# I don't miss my parents (kinda feel bad about it)



## 2Milk

So yeah, I been away from my parents house for about 1 month. I have been living with my older sister in another state and have found a job and have been working and stuff.

I don't miss them at all and haven't called them since I left. Today my dad texted me, he never talked to me when I was home we weren't close but we didn't dislike each other or anything like that. Anyway he texted me asking why I never call them and that they are doing fine. I felt kinda bad for not missing them at all or even thinking about them.
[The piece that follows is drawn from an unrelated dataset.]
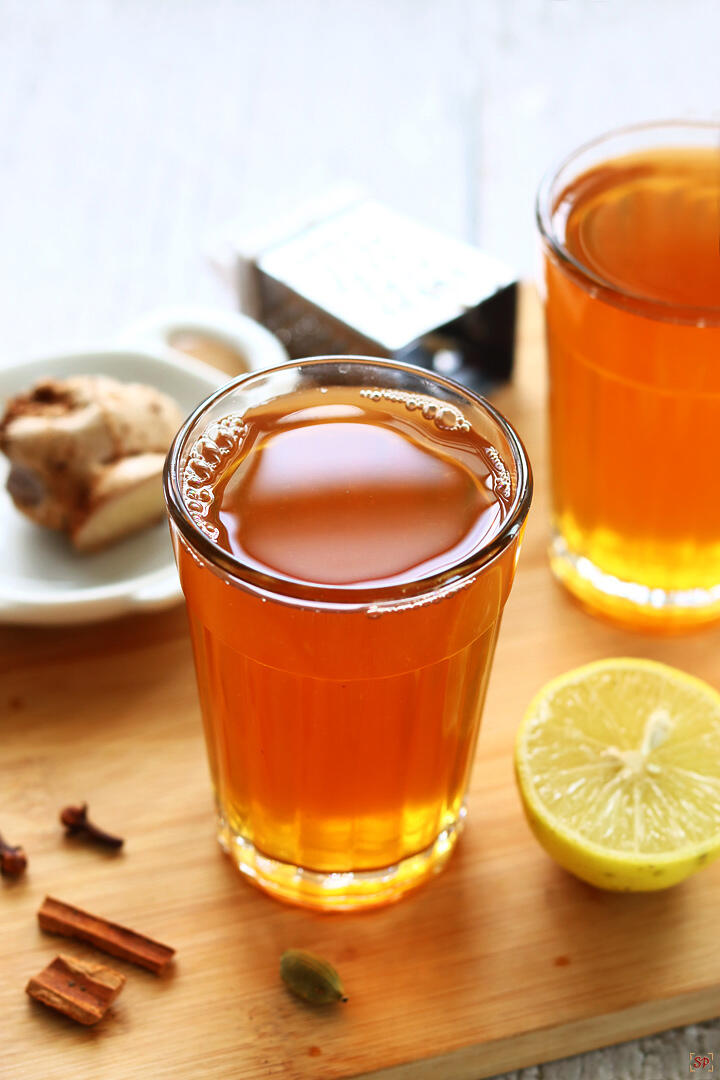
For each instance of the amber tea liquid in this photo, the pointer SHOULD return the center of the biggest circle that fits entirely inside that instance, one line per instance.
(634, 339)
(341, 734)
_Posted via Mobile Device_


----------



## 658298

I am kinda close with my family, but when I moved away at eighteen I hardly called them, only if i needed money or something. I kinda missed them, but I think I was more struggling with the fact that I was living with 10 new people and I wasn't very comfortable there. They called me though at least once every 1-2 weeks, I think they missed me hahaa. Everyone's relationship with their family is different, soo many people your age at my college didn't call their parents. Maybe you're adapting really well to your interstate move, being a bit more independent and thats good! Plus its only been a month. It's all good man.


----------



## Omoidekozo

You shouldn't. You just got your freedom and you are enjoying it. It be one thing if you knew your parents struggled to take care of themselves, but that's not the case. I'm sure you'd worry if there is something to worry about. I'm also certain you'll miss them in time. 1 month isn't that long in actuality. Feels like forever when you are younger.


----------